Leaving Carnarvon, we made our way up to Emerald and joined the Capricorn Highway, so named for it follows the Tropic of Capricorn. Excited by campfire tips exchanged with a ten year old girl tenaciously seeking a spark among the rain soaked ashes, I planned to be driving when we passed Australia’s largest collection of dinosaur fossils at the Australian Age of Dinosaurs. It wasn’t to be. Rustic gem shops and attractions flew by as W fixed his steely gaze on the odometer and wordlessly expressed a mandate that given my ambitious list of target destinations filling my master excel spreadsheet, there would be no spontaneous stopovers for anything bling-related.

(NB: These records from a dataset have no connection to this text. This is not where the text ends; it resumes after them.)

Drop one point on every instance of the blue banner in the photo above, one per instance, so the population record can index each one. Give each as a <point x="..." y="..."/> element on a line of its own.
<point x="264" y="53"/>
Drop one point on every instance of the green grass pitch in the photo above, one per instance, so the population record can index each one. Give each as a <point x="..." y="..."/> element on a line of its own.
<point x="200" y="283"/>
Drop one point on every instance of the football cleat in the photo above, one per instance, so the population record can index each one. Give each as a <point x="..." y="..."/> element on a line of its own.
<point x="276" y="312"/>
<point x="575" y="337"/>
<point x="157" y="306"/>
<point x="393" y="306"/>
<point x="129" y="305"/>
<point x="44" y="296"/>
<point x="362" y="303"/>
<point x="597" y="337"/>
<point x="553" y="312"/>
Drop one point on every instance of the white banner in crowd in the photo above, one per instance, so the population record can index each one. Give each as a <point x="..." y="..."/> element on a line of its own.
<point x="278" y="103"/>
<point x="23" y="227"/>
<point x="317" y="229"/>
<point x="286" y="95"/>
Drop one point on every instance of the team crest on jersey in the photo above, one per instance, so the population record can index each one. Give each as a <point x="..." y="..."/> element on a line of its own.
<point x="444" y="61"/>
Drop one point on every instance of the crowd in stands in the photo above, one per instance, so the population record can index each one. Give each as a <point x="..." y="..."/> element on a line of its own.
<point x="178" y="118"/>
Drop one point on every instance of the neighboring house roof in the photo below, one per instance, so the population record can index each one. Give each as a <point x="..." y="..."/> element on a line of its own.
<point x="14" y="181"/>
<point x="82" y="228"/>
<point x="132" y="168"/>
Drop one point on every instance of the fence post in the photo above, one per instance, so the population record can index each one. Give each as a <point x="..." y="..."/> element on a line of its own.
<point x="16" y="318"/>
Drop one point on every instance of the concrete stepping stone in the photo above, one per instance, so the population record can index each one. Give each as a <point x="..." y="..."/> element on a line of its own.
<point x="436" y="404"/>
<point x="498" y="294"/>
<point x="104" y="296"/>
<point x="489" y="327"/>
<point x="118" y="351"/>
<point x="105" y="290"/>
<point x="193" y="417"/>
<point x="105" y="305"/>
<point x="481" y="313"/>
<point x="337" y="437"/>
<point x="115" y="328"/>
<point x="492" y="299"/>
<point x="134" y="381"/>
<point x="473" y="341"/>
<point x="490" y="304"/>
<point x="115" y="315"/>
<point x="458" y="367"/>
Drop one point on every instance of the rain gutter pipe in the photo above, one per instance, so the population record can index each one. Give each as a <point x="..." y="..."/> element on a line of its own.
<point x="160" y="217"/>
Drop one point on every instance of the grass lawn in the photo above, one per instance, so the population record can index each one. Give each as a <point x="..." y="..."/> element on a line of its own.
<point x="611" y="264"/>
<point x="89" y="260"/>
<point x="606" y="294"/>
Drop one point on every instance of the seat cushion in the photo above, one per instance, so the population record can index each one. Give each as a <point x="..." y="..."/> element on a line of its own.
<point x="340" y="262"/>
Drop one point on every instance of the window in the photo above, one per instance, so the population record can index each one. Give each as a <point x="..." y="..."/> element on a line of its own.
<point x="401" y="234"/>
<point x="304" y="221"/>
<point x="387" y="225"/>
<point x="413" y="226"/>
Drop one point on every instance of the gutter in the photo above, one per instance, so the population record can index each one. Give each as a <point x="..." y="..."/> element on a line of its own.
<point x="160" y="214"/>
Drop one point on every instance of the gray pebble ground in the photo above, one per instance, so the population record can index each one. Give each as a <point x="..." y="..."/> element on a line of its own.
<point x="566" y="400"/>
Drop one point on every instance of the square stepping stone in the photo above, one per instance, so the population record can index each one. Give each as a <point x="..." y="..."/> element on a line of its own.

I had read about a riverside ‘free-camp’ in the town of Jericho, and the Grey Nomads forum was all over it. Finding a spot right on river, late afternoon, I was delirious in sunshine. The adjacent Nomad collective invited us to their campfire, and light banter about fishing and fire-making ability ensued. After a spell, a man travelling on his own with an immaculate car and ‘van, systems, levers, and pulleys for everything, and an aged dog invited himself to join our lively throng. Within twenty minutes he managed to insert references to ‘the Vietcong, Abbos, Swamp Arabs, refugees, how the Krauts have ruined free camping for everyone, French backpackers called Mr Zippy, and a great free camp up the line we should stop at’. Being guilty of over-zealous tent zipping action myself I fell silent, pondering the Pauline Hanson factor and how it seemed endemic to campgrounds Australia-wide. He didn’t say, but I think the man was a widower, possibly widowed within the last year, and I felt compassion for him. I surmised his trip has started with his wife, and he was now very lonely, with fearful and angry views that may find favour with some, but would alienate many. As the thrum of generators lulled us to sleep, I concluded sadly that he would never change.